Behind the red sandstone portal, a modern glass entrance reveals magnificent Rococo decorations. In Augustinerstraße, the Augustinian hermits, who had been established since 1260, had a convent until 1802. The parish church was rebuilt along with the monastery from 1768 to 1772. Since 1805, this has been the location of the Episcopal seminary.
The church's furnishings are so rich because patrons generously supported the work: The Elector did not want a "peasant church" in his residence city. The facade shows the vivid forms of the Mainfranken Baroque and a crowning of Mary by the Mainz sculptor Nikolaus Binterim.

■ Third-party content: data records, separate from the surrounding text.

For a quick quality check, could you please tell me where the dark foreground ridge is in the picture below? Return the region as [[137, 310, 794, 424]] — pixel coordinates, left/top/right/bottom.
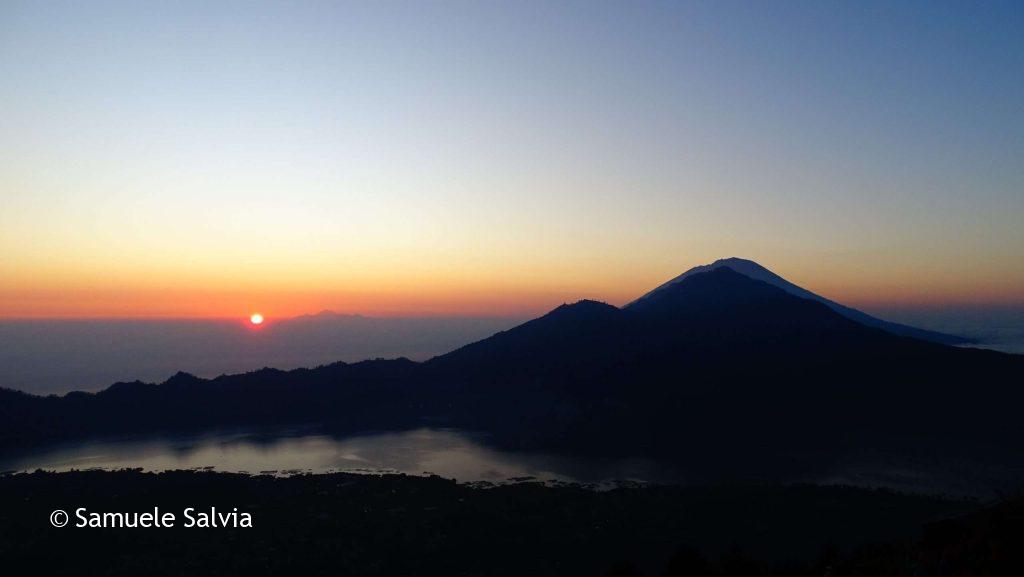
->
[[0, 471, 1007, 577], [0, 266, 1024, 490]]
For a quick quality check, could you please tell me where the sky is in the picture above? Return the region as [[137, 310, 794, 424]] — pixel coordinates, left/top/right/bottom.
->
[[0, 0, 1024, 319]]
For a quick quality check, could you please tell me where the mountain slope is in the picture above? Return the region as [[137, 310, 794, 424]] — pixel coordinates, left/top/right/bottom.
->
[[626, 257, 974, 344]]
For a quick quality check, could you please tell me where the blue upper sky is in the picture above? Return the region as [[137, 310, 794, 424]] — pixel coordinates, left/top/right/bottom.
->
[[0, 1, 1024, 316]]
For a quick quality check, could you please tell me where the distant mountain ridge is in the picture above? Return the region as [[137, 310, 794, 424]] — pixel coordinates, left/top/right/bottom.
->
[[626, 257, 975, 344], [0, 260, 1024, 487]]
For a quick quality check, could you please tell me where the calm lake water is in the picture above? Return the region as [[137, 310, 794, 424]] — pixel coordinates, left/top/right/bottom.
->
[[0, 428, 1024, 498], [0, 428, 674, 485]]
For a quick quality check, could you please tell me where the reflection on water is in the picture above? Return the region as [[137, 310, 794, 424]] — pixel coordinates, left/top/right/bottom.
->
[[0, 428, 668, 484], [0, 428, 1024, 497]]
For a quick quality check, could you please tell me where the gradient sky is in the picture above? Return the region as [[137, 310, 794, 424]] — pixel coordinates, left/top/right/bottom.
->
[[0, 1, 1024, 318]]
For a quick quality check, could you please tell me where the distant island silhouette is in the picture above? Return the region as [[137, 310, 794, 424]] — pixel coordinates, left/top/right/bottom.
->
[[0, 258, 1024, 487]]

Inside, the painter Johann Baptist Enderle from Donauwörth glorified the life of the church father Augustine in large, bright ceiling paintings. The divided organ with the central window was built by Johann Heinrich Stumm in 1773; it is one of the few surviving instruments of this organ builder dynasty. From a niche between the southern side altars smiles a linden wood sculpture from 1420: Mary with the playful Christ child - in its cheerfulness, an exceptional Gothic artwork, which is associated with the "soft style." The highly revered miraculous image was rescued in 1793 from the burning Liebfrauenkirche. In the high altar, an iconographic rarity: God the Father tears the "debt certificate of humanity" with a putto at the moment of Jesus' death.